What could be better than having all the perks of having a furry friend living with you, without the added cost?
Being a fosterer is an extremely rewarding voluntary role. At our branch, we are extremely lucky to have two amazing private boarding establishments who we collaborate with to care for our animals, but sometimes our animals need a home environment to stay in temporarily before they find their forever home – whether that be due to medical conditions, their age, or their personalities.
“I first became interested in fostering during one of the Covid lockdowns. I was missing my family cat, Harley, was plunged into working from home and wanted to do something helpful with my newfound free time. I therefore started looking into the fostering process. I found the application to be straightforward, and every staff member I spoke to at the RSPCA were friendly and helpful.
After approval, my first foster cat was Queenie, a beautiful black and white long haired stray. She was the shyest creature I’ve ever known. She immediately hid under our dining room table, and refused to come out. I took the time to sit in the room speaking to her and coaxing her out (Dreamies helped). She became a sweet and loving house cat, and after 6 weeks she was ready for adoption. Saying goodbye was hard but I had a sense of achievement and satisfaction that she was off to her forever home a content puss.
After Queenie left us, Zippy came to stay. A complete opposite cat- a boisterous, quirky 11 year old ginger puss with a meow like a bark. The plan was for him to be adopted, however sadly he fell ill with a number of life threatening conditions. Thankfully he pulled through (twice), and after discharge from the vet hospital, he came back to us as a long term foster. He was only given weeks to 6 months to live, and that was just under a year ago.
Zippy is now our full of character house cat, who adores his tuna and his foster-dad. He is full of life. No matter what his future prognosis is, it makes me happy knowing that we have given him bundles of love in a family home in the last part of his life. And in return he gives us head nudges, licks and morning meow-barks in return.
Every staff member at RSPCA has been lovely and approachable every step of the way. Although my updates on Zippy have become a standard “he’s a happy chappy”, I regularly touch base. I would encourage anyone interested to sign up- for the satisfaction of helping an animal in need of a loving home, for however long that might be.”

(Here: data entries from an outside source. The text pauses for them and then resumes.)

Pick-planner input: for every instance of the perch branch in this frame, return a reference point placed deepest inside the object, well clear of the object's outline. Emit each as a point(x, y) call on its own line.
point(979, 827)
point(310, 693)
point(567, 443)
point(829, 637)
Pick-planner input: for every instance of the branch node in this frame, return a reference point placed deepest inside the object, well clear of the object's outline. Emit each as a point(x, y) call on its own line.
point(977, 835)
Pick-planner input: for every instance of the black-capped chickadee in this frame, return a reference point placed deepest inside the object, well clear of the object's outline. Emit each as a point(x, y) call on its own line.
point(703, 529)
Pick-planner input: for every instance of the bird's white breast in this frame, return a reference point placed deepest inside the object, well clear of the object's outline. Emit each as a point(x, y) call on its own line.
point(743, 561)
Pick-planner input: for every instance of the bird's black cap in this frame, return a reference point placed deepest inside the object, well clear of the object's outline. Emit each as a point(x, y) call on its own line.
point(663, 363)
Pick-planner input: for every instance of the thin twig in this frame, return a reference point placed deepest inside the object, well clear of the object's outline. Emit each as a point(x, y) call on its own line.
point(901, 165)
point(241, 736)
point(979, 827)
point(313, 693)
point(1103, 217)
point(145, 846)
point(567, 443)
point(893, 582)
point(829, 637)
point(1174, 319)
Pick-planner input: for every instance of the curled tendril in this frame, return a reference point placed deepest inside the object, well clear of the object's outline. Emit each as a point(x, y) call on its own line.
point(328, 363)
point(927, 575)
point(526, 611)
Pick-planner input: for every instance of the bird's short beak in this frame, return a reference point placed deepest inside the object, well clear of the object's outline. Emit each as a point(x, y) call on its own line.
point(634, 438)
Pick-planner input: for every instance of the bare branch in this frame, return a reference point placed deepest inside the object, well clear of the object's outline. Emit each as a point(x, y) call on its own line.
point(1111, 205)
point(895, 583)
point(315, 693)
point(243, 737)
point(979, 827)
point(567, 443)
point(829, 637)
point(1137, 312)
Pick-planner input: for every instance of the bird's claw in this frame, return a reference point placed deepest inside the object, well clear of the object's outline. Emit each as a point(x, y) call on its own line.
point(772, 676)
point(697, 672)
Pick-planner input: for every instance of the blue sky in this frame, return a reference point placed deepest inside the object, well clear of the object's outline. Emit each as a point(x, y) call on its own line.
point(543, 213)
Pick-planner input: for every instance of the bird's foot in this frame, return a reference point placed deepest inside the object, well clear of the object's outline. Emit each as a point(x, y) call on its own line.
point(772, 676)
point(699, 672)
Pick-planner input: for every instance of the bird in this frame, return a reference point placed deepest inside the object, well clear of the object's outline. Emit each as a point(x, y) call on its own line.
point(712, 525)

What we offer our fosterers
Once you are on-board as a fosterer, you will be provided with a “Starter Kit” to enable you to set up your home for your new arrival – these are of course a little different depending on which animal you are fostering! Once your new foster is in your home, now is when the fun begins! On top of the usual care of a cat, dog or indeed a rabbit, we ask that you complete the daily observations paperwork (which will be discussed with you in your home visit), and provide weekly updates to our Branch Administrator. Any food or items you have to purchase for the animal will be reimbursed by us – you just need to keep your receipts to submit to our office who will then reimburse payment to your bank account. You will be asked to allow prospective adopters to undertake a “meet and greet” with your foster animal at your home as part of the adoption process.

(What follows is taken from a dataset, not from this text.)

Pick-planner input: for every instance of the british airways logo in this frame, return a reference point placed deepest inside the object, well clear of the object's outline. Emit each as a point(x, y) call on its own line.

Whilst it is extremely exciting to be welcoming a new foster animal into your home, the reality is they could be extremely nervous, or poorly, and may need some extra TLC or patience to settle them into your home.
Unless it has been previously arranged that the animal in your care is a “long term foster”, we will continue to advertise for a forever home on our website and social media channels. If a perfect match form is received for your foster animal, and they are deemed to be a good fit on paper, your contact details will be provided to the prospective adopter for them to arrange to come and meet the animal. Following that visit, you will be invited to offer your opinions on the meet and greet. If the meet and greet is positive, the adoption process moves onto the “home visit” stage.

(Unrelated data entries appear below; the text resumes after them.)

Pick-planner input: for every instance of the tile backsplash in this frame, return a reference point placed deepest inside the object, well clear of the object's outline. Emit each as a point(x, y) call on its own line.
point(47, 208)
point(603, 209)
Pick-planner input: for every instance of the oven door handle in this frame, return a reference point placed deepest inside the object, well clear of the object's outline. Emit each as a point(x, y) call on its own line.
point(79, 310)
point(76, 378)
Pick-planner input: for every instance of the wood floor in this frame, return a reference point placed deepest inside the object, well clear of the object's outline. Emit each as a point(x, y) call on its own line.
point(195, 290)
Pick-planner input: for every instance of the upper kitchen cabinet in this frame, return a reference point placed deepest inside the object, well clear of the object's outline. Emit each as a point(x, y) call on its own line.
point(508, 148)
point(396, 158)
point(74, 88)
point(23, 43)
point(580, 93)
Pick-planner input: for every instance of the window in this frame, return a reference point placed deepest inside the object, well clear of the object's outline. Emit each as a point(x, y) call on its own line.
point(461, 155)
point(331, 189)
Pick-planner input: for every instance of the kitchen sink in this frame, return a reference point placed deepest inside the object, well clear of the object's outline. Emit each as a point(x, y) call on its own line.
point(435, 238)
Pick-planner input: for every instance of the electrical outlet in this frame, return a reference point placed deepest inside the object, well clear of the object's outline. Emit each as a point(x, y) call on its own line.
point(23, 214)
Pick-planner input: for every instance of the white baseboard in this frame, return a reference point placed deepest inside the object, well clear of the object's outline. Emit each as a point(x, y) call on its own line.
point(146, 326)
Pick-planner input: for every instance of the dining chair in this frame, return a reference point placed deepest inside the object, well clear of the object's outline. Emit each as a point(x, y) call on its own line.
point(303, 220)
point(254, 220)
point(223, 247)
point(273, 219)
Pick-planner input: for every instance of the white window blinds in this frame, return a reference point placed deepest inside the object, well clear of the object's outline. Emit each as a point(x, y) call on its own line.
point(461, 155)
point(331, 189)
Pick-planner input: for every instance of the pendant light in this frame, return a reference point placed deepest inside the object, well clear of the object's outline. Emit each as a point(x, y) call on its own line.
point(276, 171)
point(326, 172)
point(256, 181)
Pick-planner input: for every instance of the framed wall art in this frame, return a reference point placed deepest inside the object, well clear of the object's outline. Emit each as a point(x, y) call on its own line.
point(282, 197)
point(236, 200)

So, you’ve decided that you would like to open your home to become a fosterer – firstly, thank you! The process to apply to be a fosterer is a little different than the process to be a trustee, or even a shop volunteer, so please continue reading to find out what will happen!
Please complete a Perfect Match application form in respect of the animal you would like to foster, and also complete a general volunteer application form. Please then send your completed forms to our office at email@example.com. You will also need to arrange to provide a passport sized photograph for your ID badge. At this point, our office will request your two references, and consider your application to identify whether you would be a “perfect match” to be a fosterer!
Once your positive references have come back and you have been identified as being a perfect match on paper to be a fosterer, our office will pass on your application to our fostering co-ordinator to undertake a home visit and go through the requirements of being a fosterer. Our home visits take place either in person or virtually (by way of video calling) and is not something to worry about. The home visit is an opportunity for fostering coordinator to ensure any animal you foster will have the space they need, and is also an opportunity for you to ask any questions about how to set up your home ready for your new charge.
Once your home visit has been carried out, and our fostering coordinator is happy with how that went and you are happy with what will be expected of you, our office will make contact with you to determine the next steps. You will need to complete the relevant sections of the ‘fostering contract’ which sets out what is expected of you, and what is expected of the branch.